Our Times Review: A Promising Mexican Sci-Fi Rom-Com That Tries to Be Different But Misses the Mark
Originally titled as Nuestros Tiempos, Our Times follows a familiar time travel premise: Two brilliant 1960s physicists — 1966, to be exact — from Mexico, including happily married couple Nora (Lucero) and Héctor (Benny Ibarra) have invented a time machine, but doesn’t seem to get it work as planned. Now, they need to secure more funding, but the university is running out of patience and can’t grant them any more money unless they can show some results. A few trials and errors later, they finally manage to operate the time machine and decide to give it a test run by travelling into the future for just fifteen minutes.

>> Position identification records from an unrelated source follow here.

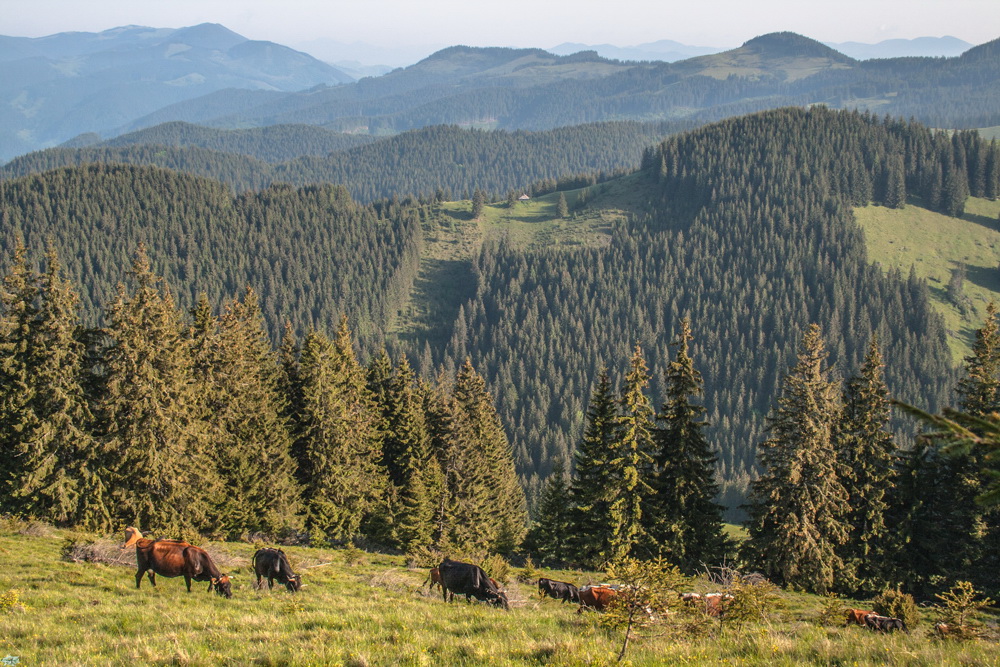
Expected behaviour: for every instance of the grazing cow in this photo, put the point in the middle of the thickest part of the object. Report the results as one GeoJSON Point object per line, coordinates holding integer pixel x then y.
{"type": "Point", "coordinates": [434, 578]}
{"type": "Point", "coordinates": [273, 564]}
{"type": "Point", "coordinates": [173, 558]}
{"type": "Point", "coordinates": [596, 597]}
{"type": "Point", "coordinates": [857, 616]}
{"type": "Point", "coordinates": [560, 590]}
{"type": "Point", "coordinates": [471, 581]}
{"type": "Point", "coordinates": [884, 623]}
{"type": "Point", "coordinates": [714, 603]}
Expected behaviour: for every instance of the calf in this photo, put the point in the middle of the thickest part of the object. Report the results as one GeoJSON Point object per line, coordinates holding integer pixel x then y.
{"type": "Point", "coordinates": [560, 590]}
{"type": "Point", "coordinates": [273, 564]}
{"type": "Point", "coordinates": [857, 616]}
{"type": "Point", "coordinates": [884, 623]}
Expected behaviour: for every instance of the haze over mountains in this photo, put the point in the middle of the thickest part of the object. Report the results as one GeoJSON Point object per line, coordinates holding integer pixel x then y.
{"type": "Point", "coordinates": [58, 87]}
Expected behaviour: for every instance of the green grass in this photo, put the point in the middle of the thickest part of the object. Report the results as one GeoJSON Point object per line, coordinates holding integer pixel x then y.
{"type": "Point", "coordinates": [377, 613]}
{"type": "Point", "coordinates": [934, 244]}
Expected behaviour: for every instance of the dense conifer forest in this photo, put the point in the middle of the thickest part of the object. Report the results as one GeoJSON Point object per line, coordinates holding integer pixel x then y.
{"type": "Point", "coordinates": [743, 230]}
{"type": "Point", "coordinates": [448, 159]}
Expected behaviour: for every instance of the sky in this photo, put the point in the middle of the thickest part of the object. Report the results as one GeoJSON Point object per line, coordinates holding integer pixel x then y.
{"type": "Point", "coordinates": [523, 23]}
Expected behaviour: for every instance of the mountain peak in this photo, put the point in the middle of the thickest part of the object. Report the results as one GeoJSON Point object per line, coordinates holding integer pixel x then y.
{"type": "Point", "coordinates": [791, 44]}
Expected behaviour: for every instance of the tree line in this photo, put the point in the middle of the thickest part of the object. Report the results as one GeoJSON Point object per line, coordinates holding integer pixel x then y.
{"type": "Point", "coordinates": [195, 422]}
{"type": "Point", "coordinates": [840, 505]}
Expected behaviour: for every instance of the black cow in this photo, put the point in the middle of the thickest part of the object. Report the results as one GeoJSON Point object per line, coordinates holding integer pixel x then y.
{"type": "Point", "coordinates": [273, 564]}
{"type": "Point", "coordinates": [884, 623]}
{"type": "Point", "coordinates": [471, 581]}
{"type": "Point", "coordinates": [560, 590]}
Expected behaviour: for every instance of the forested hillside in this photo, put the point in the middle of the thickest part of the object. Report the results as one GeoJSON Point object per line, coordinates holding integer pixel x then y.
{"type": "Point", "coordinates": [745, 227]}
{"type": "Point", "coordinates": [312, 253]}
{"type": "Point", "coordinates": [448, 159]}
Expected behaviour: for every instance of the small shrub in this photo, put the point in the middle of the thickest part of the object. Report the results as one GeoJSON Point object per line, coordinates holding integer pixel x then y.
{"type": "Point", "coordinates": [833, 612]}
{"type": "Point", "coordinates": [497, 567]}
{"type": "Point", "coordinates": [754, 598]}
{"type": "Point", "coordinates": [529, 574]}
{"type": "Point", "coordinates": [353, 556]}
{"type": "Point", "coordinates": [10, 601]}
{"type": "Point", "coordinates": [958, 608]}
{"type": "Point", "coordinates": [897, 604]}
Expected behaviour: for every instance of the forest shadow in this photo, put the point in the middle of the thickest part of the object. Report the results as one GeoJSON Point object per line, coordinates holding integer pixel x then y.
{"type": "Point", "coordinates": [440, 288]}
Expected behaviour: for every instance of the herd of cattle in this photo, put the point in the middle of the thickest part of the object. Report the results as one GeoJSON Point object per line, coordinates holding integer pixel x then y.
{"type": "Point", "coordinates": [175, 558]}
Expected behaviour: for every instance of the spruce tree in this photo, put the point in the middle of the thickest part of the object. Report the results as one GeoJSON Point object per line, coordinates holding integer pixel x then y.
{"type": "Point", "coordinates": [160, 465]}
{"type": "Point", "coordinates": [630, 462]}
{"type": "Point", "coordinates": [339, 439]}
{"type": "Point", "coordinates": [797, 504]}
{"type": "Point", "coordinates": [562, 208]}
{"type": "Point", "coordinates": [590, 489]}
{"type": "Point", "coordinates": [867, 453]}
{"type": "Point", "coordinates": [683, 521]}
{"type": "Point", "coordinates": [254, 458]}
{"type": "Point", "coordinates": [490, 494]}
{"type": "Point", "coordinates": [549, 535]}
{"type": "Point", "coordinates": [422, 481]}
{"type": "Point", "coordinates": [17, 421]}
{"type": "Point", "coordinates": [979, 389]}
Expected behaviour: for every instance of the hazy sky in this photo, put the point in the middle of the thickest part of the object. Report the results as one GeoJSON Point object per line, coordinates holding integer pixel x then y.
{"type": "Point", "coordinates": [539, 23]}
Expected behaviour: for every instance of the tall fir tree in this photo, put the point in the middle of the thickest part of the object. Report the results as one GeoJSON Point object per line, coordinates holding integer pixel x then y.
{"type": "Point", "coordinates": [682, 519]}
{"type": "Point", "coordinates": [339, 439]}
{"type": "Point", "coordinates": [160, 464]}
{"type": "Point", "coordinates": [797, 504]}
{"type": "Point", "coordinates": [243, 410]}
{"type": "Point", "coordinates": [630, 462]}
{"type": "Point", "coordinates": [549, 536]}
{"type": "Point", "coordinates": [867, 452]}
{"type": "Point", "coordinates": [17, 421]}
{"type": "Point", "coordinates": [979, 388]}
{"type": "Point", "coordinates": [590, 490]}
{"type": "Point", "coordinates": [490, 494]}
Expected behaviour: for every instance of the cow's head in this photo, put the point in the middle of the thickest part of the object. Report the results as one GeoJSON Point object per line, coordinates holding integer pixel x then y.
{"type": "Point", "coordinates": [500, 600]}
{"type": "Point", "coordinates": [294, 583]}
{"type": "Point", "coordinates": [132, 535]}
{"type": "Point", "coordinates": [222, 586]}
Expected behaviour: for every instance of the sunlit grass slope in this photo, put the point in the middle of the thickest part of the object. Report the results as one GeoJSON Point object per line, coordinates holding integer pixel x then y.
{"type": "Point", "coordinates": [376, 612]}
{"type": "Point", "coordinates": [453, 240]}
{"type": "Point", "coordinates": [934, 245]}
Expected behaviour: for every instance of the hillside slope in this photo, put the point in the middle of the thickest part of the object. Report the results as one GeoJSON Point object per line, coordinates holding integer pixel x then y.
{"type": "Point", "coordinates": [372, 609]}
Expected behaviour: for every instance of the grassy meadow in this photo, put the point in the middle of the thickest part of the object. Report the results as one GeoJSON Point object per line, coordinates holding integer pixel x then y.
{"type": "Point", "coordinates": [371, 609]}
{"type": "Point", "coordinates": [934, 244]}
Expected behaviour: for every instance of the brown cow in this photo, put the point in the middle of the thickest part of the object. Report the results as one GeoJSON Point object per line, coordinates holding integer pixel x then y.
{"type": "Point", "coordinates": [857, 616]}
{"type": "Point", "coordinates": [174, 558]}
{"type": "Point", "coordinates": [596, 597]}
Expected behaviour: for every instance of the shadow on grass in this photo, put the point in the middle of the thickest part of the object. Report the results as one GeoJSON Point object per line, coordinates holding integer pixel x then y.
{"type": "Point", "coordinates": [987, 277]}
{"type": "Point", "coordinates": [982, 220]}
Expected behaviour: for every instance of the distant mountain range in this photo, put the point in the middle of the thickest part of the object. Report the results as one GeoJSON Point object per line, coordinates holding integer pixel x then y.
{"type": "Point", "coordinates": [670, 51]}
{"type": "Point", "coordinates": [53, 88]}
{"type": "Point", "coordinates": [56, 88]}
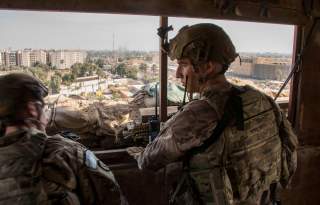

Well, if you watched enough time travel movies like Back to the Future, you know this will not go smoothly. The two, of course, do manage to find themselves in the future. Except it’s not fifteen minutes ahead of their time but rather 59 years too far. In other words, they were stuck in 2025, and not surprisingly, the time machine died down, forcing them to hide it by covering it with a large sheet they found lying somewhere.
What follows next is a fish-out-of-water comedy as the clueless Nora and Héctor try to make sense of the future. At one point, there’s a blink-or-you’ll-miss-it Easter egg to Back to the Future. From there, the couple learns about everything new, from flavoured condoms to smartphones and a subway train. For a while there, it was delightful watching the two struggling to adapt because, after all, they come from the past. Soon, they try to get to the university where they conduct their research, only to find a lot of things have changed.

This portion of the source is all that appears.